El perímetro, conforme se distancia del centro neurálgico, tiende a completar la información recibida. Más adelante, una capa de la cebolla informativa libera una creatividad inusitada, las versiones se ramifican con cada onda expansiva, el relato original se pierde, queda atrás, omitido por una mensajería caótica que entrega sucedáneos de la verdad, rumores, extendidos hacia los flancos, a retaguardia, incluso, avanza por debajo del suelo, a través del metropolitano.

Ya no resulta pertinente hablar de público, porque presupone un orden estructurado, una lógica distributiva. A vista de pájaro, retransmitido por un helicóptero, las autoridades aprecian una masa compacta, vibrante, un fluido gelatinoso que se derrama sin contención ni permisos reglamentarios por el centro urbano. Parece un enjambre, parece un hormiguero, un cardumen, pongamos como ejemplo cualquier conjunto homogéneo de seres vivos.

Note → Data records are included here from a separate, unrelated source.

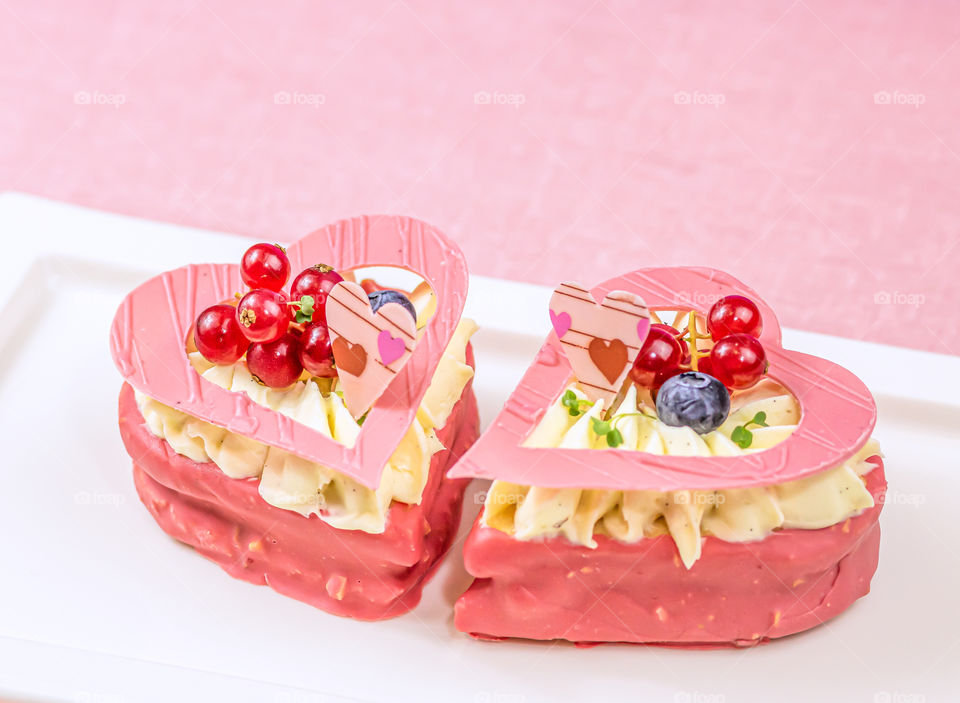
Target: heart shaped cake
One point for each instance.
(710, 489)
(299, 435)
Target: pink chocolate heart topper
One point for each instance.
(601, 340)
(149, 331)
(837, 411)
(386, 336)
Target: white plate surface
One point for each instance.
(97, 604)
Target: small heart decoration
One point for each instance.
(601, 340)
(610, 357)
(351, 358)
(149, 332)
(385, 337)
(837, 412)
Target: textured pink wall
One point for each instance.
(746, 136)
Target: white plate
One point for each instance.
(97, 604)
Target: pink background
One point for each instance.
(745, 136)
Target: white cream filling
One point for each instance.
(292, 483)
(733, 515)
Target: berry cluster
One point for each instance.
(281, 334)
(736, 357)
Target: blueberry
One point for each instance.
(382, 297)
(694, 400)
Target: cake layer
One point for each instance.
(737, 594)
(346, 572)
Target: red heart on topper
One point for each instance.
(837, 411)
(601, 340)
(386, 339)
(149, 331)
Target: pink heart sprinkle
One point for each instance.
(561, 323)
(391, 348)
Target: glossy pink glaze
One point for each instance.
(345, 572)
(619, 316)
(147, 339)
(350, 317)
(736, 594)
(838, 412)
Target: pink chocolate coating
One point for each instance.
(738, 594)
(345, 572)
(837, 411)
(149, 332)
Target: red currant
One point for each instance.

Finalmente, el protagonista tampoco entiende la magnitud del fenómeno. Mañana saldrá en la prensa, igual que las celebridades y las personas importantes. Ha completado la tarea, llegó a su destino, una paradoja indeseable, está ahí sin estar en verdad, pues como dicen, yace de cuerpo presente; como diría el poeta, trae el alma ausente. Dicho por el filósofo, pagó su precio al barquero. Expresado con estilo pictórico, tras la sonrisa perpetua. Publicado en un blog: hombre simula su defunción para cobrar un seguro. Emitido por la portavoz oficial: unidades de intervención rápida del ejército, con tanquetas y munición real, patrullan las calles para restablecer y garantizar el orden público y la paz social. Rubricado por la forense: causa del fallecimiento: anemia aguda. Como diría él, el teatro de la vida.